'He's amazing ...': Sale empties the tank, saves bullpen in loss
CHICAGO -- There was no activity in the Braves’ bullpen in the top of the seventh inning on Thursday, despite Chris Sale’s pitch count sitting at 97. The veteran lefty was headed back out for the seventh.
Sale saved his best for last, throwing a 1-2-3 inning on just eight pitches. It was part of his strong afternoon in the Braves’ 1-0 loss to the White Sox at Guaranteed Rate Field, in the makeup game of the Braves and White Sox April 3 postponement.
Sale allowed just one run on four hits in his seven innings. He tallied a season-high 11 strikeouts and issued just one walk.
“He's amazing when he knows it's his last inning, how he gets it done,” Braves manager Brian Snitker said. “I've noticed that he'll get through that inning, empty the tank and make it happen. He's really good at that.”

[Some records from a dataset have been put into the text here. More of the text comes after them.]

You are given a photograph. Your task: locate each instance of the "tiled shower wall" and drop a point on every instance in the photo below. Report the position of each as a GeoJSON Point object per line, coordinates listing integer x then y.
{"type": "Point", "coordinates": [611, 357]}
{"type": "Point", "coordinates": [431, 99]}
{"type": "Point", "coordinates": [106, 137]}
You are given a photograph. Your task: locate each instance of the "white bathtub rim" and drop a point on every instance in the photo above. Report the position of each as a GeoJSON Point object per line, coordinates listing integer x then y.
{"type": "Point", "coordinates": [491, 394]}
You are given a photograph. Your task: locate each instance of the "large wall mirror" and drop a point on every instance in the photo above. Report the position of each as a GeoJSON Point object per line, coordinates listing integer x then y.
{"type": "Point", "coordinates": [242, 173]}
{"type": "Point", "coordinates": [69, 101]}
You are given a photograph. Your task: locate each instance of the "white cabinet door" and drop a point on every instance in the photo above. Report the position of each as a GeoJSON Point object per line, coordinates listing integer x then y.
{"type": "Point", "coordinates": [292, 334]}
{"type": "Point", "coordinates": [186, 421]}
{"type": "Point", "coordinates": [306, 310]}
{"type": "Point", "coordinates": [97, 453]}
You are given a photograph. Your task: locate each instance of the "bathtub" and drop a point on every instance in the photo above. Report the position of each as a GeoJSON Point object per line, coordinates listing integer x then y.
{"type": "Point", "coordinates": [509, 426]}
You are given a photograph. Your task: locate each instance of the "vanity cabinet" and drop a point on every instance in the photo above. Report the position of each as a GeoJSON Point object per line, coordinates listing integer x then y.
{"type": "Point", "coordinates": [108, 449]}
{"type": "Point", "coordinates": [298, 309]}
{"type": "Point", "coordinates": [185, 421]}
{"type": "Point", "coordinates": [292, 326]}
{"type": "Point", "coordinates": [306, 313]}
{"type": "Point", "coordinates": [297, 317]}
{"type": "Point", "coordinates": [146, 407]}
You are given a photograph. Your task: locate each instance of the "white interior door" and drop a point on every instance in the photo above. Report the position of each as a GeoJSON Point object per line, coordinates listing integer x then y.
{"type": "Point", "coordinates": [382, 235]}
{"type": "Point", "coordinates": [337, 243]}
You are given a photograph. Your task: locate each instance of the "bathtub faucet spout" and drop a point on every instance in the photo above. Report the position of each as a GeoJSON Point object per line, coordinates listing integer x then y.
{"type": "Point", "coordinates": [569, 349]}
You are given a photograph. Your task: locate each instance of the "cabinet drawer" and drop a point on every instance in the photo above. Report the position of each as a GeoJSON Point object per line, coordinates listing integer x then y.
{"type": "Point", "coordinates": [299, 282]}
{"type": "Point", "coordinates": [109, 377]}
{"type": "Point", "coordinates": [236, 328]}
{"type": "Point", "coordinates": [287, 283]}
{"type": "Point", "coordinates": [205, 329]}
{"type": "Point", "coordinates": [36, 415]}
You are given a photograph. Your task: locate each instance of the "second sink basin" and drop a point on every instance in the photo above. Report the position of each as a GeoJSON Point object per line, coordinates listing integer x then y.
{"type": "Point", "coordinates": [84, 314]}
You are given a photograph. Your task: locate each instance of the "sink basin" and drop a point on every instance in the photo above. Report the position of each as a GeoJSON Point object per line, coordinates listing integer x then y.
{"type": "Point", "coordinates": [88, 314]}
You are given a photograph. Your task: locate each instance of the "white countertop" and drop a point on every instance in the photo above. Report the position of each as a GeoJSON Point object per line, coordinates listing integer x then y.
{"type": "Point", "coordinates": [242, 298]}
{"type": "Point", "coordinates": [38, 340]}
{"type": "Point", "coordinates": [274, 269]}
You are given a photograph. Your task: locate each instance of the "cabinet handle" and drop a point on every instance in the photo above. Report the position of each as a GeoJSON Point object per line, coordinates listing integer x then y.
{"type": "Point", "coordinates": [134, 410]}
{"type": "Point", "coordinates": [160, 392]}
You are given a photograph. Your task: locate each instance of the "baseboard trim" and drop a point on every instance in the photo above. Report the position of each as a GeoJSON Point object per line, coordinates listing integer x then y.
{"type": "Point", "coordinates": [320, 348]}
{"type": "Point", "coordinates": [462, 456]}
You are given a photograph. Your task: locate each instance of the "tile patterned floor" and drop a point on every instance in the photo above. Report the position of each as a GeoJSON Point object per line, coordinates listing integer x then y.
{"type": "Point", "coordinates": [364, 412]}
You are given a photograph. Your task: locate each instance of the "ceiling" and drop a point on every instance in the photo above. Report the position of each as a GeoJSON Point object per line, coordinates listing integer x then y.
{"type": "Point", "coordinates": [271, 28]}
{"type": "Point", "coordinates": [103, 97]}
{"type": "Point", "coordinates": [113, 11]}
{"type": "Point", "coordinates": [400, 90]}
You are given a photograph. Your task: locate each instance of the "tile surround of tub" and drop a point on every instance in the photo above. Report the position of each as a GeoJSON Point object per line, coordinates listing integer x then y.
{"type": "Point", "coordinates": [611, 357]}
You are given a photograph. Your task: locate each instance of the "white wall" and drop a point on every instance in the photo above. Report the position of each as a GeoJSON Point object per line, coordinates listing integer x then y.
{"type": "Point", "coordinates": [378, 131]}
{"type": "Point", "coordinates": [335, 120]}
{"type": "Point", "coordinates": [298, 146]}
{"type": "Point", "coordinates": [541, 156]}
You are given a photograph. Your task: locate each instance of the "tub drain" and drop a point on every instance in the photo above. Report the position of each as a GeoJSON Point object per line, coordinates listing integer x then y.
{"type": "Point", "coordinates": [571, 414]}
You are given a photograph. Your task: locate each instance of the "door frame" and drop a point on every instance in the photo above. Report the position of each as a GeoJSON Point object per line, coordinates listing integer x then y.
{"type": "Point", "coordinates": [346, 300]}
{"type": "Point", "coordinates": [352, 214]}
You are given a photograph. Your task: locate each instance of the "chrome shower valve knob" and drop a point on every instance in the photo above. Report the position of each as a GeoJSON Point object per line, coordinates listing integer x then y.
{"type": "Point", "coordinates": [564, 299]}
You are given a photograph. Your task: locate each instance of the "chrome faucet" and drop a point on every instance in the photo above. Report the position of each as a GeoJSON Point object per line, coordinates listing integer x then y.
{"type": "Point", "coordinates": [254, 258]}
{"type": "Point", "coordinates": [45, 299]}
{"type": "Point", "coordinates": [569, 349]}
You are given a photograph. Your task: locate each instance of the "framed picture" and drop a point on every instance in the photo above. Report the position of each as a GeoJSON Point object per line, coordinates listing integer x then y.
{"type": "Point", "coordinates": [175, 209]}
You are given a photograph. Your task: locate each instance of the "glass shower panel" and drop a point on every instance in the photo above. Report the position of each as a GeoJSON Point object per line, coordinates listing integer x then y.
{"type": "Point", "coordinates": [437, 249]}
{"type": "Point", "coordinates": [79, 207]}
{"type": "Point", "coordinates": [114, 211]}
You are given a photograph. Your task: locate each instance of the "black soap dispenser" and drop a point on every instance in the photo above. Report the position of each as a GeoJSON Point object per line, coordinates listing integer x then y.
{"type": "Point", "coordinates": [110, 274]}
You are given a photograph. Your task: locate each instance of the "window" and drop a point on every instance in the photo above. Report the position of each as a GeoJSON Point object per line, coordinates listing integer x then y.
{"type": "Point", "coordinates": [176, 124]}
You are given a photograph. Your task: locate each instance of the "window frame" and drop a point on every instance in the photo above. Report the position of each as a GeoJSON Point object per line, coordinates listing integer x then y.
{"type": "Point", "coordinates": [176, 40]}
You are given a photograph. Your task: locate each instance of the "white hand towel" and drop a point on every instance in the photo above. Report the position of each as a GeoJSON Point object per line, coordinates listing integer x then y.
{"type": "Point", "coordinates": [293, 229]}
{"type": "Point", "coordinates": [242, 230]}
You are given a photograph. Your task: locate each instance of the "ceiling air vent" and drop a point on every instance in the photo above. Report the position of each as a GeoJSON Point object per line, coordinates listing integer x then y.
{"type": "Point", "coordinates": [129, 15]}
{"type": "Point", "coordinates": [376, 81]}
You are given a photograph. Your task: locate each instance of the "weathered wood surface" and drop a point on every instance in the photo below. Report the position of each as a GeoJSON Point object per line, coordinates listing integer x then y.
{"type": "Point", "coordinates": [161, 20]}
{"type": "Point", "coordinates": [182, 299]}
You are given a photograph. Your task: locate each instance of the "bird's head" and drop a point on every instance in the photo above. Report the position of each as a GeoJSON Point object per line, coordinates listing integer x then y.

Sale threw 21 pitches in the first inning, when he surrendered the game’s only run -- a solo homer that Luis Robert Jr. snuck inside the left-field foul pole. It came on a first-pitch slider located down and inside, and Robert hit it a Statcast-projected 352 feet.
From then on, Sale was in total control. He allowed just two singles, one double and one walk over his final six innings. That included a leadoff single by Robert in the fourth, which Sale erased by getting Eloy Jiménez to ground into a 4-6-3 double play.
“He was really good,” Snitker said of Sale. “He struggled a little bit through the first inning, and then he got locked in and was really, really good.”
Sale retired the final seven batters he faced, including Jiménez, Paul DeJong and Corey Julks in a 1-2-3 seventh. He attributed his ability to buckle down at the end of starts, as Snitker referenced, to his experience pitching in relief.
Sale made 59 appearances in his first two seasons in the Majors, in 2010 and ‘11, all out of the White Sox bullpen.
“Knowing when your pitch count gets to a certain spot, you’ve got no reason to hold anything back,” Sale said. “I know guys are playing hard behind me. I play once a week. So whenever I get the chance, I’ve got to put it all out there.”
Thursday marked Sale’s third start this season with 10 or more strikeouts (also May 8 vs. Boston and June 7 vs. Washington). He has a 2.79 ERA and a 0.92 WHIP in 15 starts, with 118 strikeouts compared to just 17 walks in 93 2/3 innings.
After making just 31 starts from 2021-23 with the Red Sox while missing time due to injuries, you can’t overlook health as a big factor behind Sale’s consistency this season.
“I think that's the No. 1 thing,” Snitker said pregame. “A normal offseason for guys when they're coming back off injuries is something that we don't put enough stock in, and it's really good for them. I know he loves being healthy, because this guy loves to play baseball.
“I've just been so impressed with how he loves everything about it. He loves the clubhouse. He loves the work. He loves the camaraderie with his teammates, throwing sides, the whole thing, and he really loves to compete. So I've been nothing but impressed with this guy ever since we got him.”
Sale exited with the Braves down 1-0, but Atlanta could not break through against Chicago, which used five relievers in a bullpen game. The Braves recorded three hits and drew five walks and went 0-for-5 with runners in scoring position and left seven runners on base.
Marcell Ozuna just missed a go-ahead three-run homer in the eighth, on a 343-foot flyout that Tommy Pham hauled in just ahead of the right-field wall.
“There wasn’t much to show for them, really,” Snitker said of Atlanta’s at-bats. “We just couldn’t hit.”
The Braves are 1-3 since winning their three-game series against the Yankees in the Bronx last weekend. They’ve had a trying schedule in recent days, with Wednesday’s doubleheader in St. Louis leading into Thursday’s pitstop in Chicago.
As frustrating as the past few days may have been, Atlanta knows it can’t get too high or too low.
“We’ve just got to keep plugging away, keep doing our thing,” Sale said. “It's not early anymore, by any means, but we still know what we have to do. We’ve just got to keep playing good baseball and not get too down when it’s not good and not get too up when it is.”